Jun 06, 2024

Building real-time leaderboards with Tinybird

Leaderboards aren’t just for games. In this post, you’ll learn how and why leaderboards can help you drive engagement in your app and how to build your first one quickly with Tinybird.
Jim Moffitt
Developer Advocate
Free Training: Build Real-Time Leaderboards
Learn how to build a real-time leaderboard from end-to-end in our online free training on June 11th. Register here.

What is a leaderboard?

Leaderboards are a visual representation that ranks things by one or more attributes. For gaming use cases, commonly displayed attributes include total points scored, high game scores, and number of games played. 

But leaderboards are used for far more than games. For example, app developers use leaderboards to display miles biked, donations raised, documentation pages visited most often, and countless other examples where there is some user attribute that can be ranked to compare results. 

An example of a leaderboard for an HR application

As users complete some ‘level’, completing a game or completing some task for example, an event is created and posted to the app’s backend, where the data is stored. When triggered by a user event, the event data are retrieved and analyzed, in this case sorted and ranked, to generate the results.  Finally, there is a publication layer that makes it possible to render the leaderboard in the user’s interface. This ‘client display of server-side-generated content’ can generally be referred to as embedded analytics or user-facing analytics, and there are many ways to accomplish it. The most common method is applications designed to make an API call to a server to retrieve fresh data, and then render the results locally on the client. 

Building leaderboards involves collecting and storing new data, sorting and ranking it, and making the data sets available to your users. Leaderboards typically leverage a concise data schema with just a user or item name, the ranked attribute, and a timestamp. Ranking algorithms can be based on a single score, time-based metrics, or weighted combinations of factors. 

Leaderboards can have different scopes. Some may be completely public across the application. Imagine a game where users share a public leaderboard of top scores. Others may have an “invited-group” scope, where there are team leaderboards. This type of leaderboard is common for customer service and fitness groups. And finally, there are leaderboards that are private for each user, common in finance and education use cases. Regardless of the data visibility required by your application, security, tokens, and row-level security will be part of your design.  

Leaderboards are a compelling example of user-facing analytics, but the applications extend far beyond competition and gamification. Real-time data is crucial for the effectiveness of all using-facing analytics, empowering users with the most up-to-date information. For instance, Canva, a design platform, leverages Tinybird’s real-time analytics and developer experience to build features that shows customers live analytics on content views and engagement. Another example is Vercel, a web development platform, which relies on Tinybird to power their real-time user-facing analytics. These features show customers website performance, usage statistics, and up-to-the-second hosting fees.  

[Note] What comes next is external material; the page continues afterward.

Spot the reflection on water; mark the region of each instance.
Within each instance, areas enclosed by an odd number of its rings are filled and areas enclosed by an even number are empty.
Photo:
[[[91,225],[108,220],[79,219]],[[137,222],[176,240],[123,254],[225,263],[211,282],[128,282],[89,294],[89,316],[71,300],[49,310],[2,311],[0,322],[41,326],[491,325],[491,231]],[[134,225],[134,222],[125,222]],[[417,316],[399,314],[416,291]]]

As data volumes and velocities increase, the challenge is how to ingest that data, process and transform it, and make data sets available in real-time. When building leaderboards in your application, consider methods that allow for real-time delivery of results to many concurrent users. 

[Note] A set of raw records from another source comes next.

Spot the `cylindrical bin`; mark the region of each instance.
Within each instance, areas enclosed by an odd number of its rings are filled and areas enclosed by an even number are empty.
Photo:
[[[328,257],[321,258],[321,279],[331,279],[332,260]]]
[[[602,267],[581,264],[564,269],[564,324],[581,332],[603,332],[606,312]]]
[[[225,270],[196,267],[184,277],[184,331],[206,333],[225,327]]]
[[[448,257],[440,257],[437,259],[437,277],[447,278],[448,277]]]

Why would I want to implement a leaderboard?

When effectively designed, leaderboards can be fun, encourage engagement, and provide motivation. 

Leaderboards help you increase user engagement. Real-time updates ensure users see the latest rankings, creating a dynamic and gamified environment. Imagine a fitness app where users compete on a real-time leaderboard for most miles biked in a week. Every ride contributes instantly to their position, motivating them to stay active and check back frequently to see their progress relative to others.

Leaderboards can also improve user experience and positively affect their journey through your digital offerings or web app. In a corporate knowledge base application, a live leaderboard could display the most viewed documentation pages. As users search for information, the leaderboard updates instantly, showcasing the most relevant and popular content. This can guide users towards valuable resources and improve their overall learning experience.

For ecommerce applications, real-time leaderboards can be used internally to track the most viewed products, adjust marketing campaigns and recommendations, and better understand user behavior. 

Real-time leaderboards, when implemented thoughtfully, can be a powerful tool in your user-facing analytics design arsenal. They not only enhance user engagement and motivation but can also provide valuable insights into user behavior.

Next, let’s discuss the topic of how to build real-time leaderboards. 

Implementing a real-time leaderboard with Tinybird

Tinybird streamlines leaderboard development by providing a scalable platform built to ingest real-time data, query that data in milliseconds, and create API data products. 

Tinybird was built to ingest massive volumes of high-velocity real-time data, whether consuming a Kafka stream or supporting real-time transfer via its Events API. As real-time events are ingested, they are written to a serverless data management layer that stores and queries the data. Tinybird’s data layer is based on ClickHouse, an OLAP database designed for working with high volumes of real-time data. Equally important, it can support many thousands of concurrent data requests.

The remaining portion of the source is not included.